Recently, I’ve done a bunch of work to clean up the cryptic crossword clue solver which I first described in an earlier post. I have simplified the code layout and added more flexibility to the solver’s interface, so it should be easier to experiment and play around with. What follows are a few examples of what the new solver can do. You can also view these examples as a rendered IPython notebook on nbviewer.org.
from pycryptics.grammar.clue_parse import generate_clues
from pycryptics.solve_clue import Constraints
from pycryptics.grammar.clue_tree import ClueUnsolvableError
Let's demonstrate what we can do with a simple cryptic clue. Here's our clue, broken up into a list of words:
phrases = 'spin broken shingle'.split()
We also have constraints on the final answer, namely that it will have 7 letters and the answer won't be any of the words which directly appear in the clue.
con = Constraints(phrases=phrases,
lengths=(7,),
pattern='',
known_answer=None)
Now we can generate all possible clue interpretations of those phrases:
clues = generate_clues(con)
clues.sort() # sort the clues list so that we can reliably find
# specific clues for this demo. You won't need to do this.
For example, here's one interpretation:
print clues[0]
And another:
print clues[10]
Here are all the possible ways 'spin broken shingle' could be interpreted:
for c in clues:
print c
Let's try solving one of these clues:
try:
print clues[0].answers
except ClueUnsolvableError as e:
print e
That clue had no answers which matched our constraints. This raises an exception so that when we're solving a clue, any of its subparts being unsolvable will trigger the exception and let us skip out of solving the other subparts.
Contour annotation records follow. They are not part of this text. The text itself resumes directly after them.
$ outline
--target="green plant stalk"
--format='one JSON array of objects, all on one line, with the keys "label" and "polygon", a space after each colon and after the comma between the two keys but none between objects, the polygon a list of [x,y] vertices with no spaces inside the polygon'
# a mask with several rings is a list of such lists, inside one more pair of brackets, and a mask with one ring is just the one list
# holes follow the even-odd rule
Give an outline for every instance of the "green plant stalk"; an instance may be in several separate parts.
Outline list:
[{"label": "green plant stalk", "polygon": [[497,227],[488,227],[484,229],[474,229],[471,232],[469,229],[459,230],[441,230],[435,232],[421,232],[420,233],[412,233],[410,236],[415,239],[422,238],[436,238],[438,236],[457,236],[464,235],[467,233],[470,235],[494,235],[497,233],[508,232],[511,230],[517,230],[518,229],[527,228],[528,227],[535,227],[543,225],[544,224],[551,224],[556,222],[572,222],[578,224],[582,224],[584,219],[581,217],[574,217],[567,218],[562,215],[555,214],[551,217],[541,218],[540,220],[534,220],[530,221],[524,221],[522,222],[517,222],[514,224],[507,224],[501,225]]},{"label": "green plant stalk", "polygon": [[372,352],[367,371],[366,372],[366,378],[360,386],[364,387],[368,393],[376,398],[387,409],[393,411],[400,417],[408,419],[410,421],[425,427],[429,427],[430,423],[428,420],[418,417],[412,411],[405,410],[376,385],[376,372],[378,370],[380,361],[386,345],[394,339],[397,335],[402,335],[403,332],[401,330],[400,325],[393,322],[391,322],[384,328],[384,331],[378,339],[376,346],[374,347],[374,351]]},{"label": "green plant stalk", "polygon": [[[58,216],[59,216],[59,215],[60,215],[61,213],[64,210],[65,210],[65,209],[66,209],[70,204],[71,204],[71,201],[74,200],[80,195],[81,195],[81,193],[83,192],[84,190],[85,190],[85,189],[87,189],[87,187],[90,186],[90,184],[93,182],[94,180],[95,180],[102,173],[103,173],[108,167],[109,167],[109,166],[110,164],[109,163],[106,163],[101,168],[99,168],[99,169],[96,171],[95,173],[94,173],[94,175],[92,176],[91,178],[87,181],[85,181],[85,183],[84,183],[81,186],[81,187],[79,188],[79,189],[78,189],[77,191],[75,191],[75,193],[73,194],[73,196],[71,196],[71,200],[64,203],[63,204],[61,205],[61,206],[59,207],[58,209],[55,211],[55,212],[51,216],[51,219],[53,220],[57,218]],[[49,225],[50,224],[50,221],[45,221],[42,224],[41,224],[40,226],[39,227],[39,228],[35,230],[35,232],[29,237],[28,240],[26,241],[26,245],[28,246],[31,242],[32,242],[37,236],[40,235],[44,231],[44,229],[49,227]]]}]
Let's look at the subparts of a clue. Each clue is a tree, and we can access the children of any node in the tree using the [] notation.
print clues[-1]
print clues[-1][0]
print clues[-1][0][0]
print clues[-1][0][0].answers
The .answers
property returns the clue's possible answers or raises a ClueUnsolvableException
if there are no answers. The first time a clue's .answers
is requested, it automatically calls ClueTree.solve() and caches that answer so that subsequent requests for .answers
will be instananeous.
The format of a clue's answers is a dictionary in which each key is a possible answer and the corresponding value is the answers to the children of that clue which yielded the given answer. For example, the first answer given above is 'emat', with corresponding child answers of '' and 'tame'. The ordering of these sub-answers corresponds to the ordering in the (rev (rev_ spin) (rev_arg (syn broken)))
, so the rev_
reversal marker produced an empty string ('') and the syn
synonym operator acting on 'broken' produced 'tame'. Reversing 'tame' gave the answer 'emit'.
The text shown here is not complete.